12 Oct 2008

Four parties launch election campaigns

5:12 pm on 12 October 2008

The Labour, National, United Future and ACT parties all kicked off their official election campaigns in Auckland on Sunday afternoon.

Labour leader Helen Clark made economic management the campaign's centrepiece when she officially launched her party's bid for a fourth term in power.

Miss Clark unveiled plans for the Government to guarantee bank deposits in front of a crowd of around 1,000 at Auckland's Town Hall.

She says Labour is developing an economic stimulus package, in case conditions don't improve.

It would bring forward planned infrastructure spending and fund new building and construction projects.

The National Party also launched its election campaign in Auckland with leader John Key giving a personal guarantee to deliver on 11 key policies.

Mr Key addressed more than 1,000 party faithful at the Sky City Convention Centre.

He says National will deliver a card to every household in New Zealand over the next 10 days.

It'll outline already released policies including further tax cuts, increasing investment in infrastructure and capping the core public service.

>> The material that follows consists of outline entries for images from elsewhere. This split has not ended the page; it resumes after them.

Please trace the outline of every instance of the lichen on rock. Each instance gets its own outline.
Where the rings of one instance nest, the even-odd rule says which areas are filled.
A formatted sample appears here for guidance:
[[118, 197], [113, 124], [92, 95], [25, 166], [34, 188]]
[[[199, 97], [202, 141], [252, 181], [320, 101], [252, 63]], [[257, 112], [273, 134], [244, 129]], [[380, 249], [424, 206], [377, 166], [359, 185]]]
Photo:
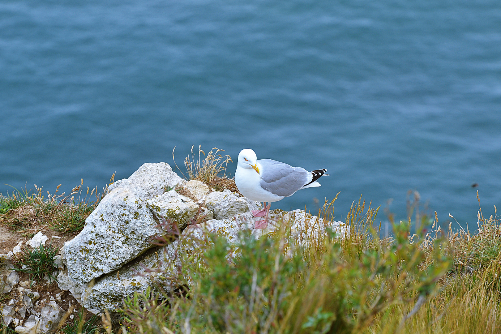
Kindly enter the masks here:
[[[89, 216], [83, 230], [61, 250], [68, 274], [81, 283], [111, 272], [153, 245], [159, 233], [146, 201], [185, 181], [165, 162], [144, 164], [121, 180]], [[116, 182], [115, 183], [116, 183]]]

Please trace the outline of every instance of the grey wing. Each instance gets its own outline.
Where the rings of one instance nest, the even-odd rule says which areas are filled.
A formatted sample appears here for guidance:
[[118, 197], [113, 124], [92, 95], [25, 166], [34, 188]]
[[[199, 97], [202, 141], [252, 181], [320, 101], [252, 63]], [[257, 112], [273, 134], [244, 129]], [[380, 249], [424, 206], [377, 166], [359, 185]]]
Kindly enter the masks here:
[[263, 170], [261, 187], [277, 196], [291, 196], [308, 183], [308, 172], [271, 159], [258, 160]]

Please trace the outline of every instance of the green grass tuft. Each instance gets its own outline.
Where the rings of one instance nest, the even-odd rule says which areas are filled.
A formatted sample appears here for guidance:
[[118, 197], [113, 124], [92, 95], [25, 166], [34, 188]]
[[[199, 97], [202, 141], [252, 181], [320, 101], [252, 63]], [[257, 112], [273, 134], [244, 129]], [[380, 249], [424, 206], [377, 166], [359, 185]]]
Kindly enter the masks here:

Mr Key admits the card is similar to the Labour Party's pledge card but says it's been funded by National Party supporters, not the taxpayer.

The ACT party launched its campaign with leader Rodney Hide telling the faithful that his party's economic policies are the only way to help the country grow out of the current global turmoil.

Mr Hide told 400 supporters that households will feel the impact of a falling New Zealand dollar, and a difficult climate for banks to renew funding.

He says ACT's 20 point economic plan including cutting taxes and government spending is the recovery package that will see the country overtake its nearest neighbour.

The United Future Party launched its campaign with a policy to abolish all tertiary education fees.

Leader Peter Dunne says the party's campaign will focus on New Zealand families and maintaining their standard of living.

Its other main policy plank is voluntary income splitting for families with dependent children, for taxation purposes.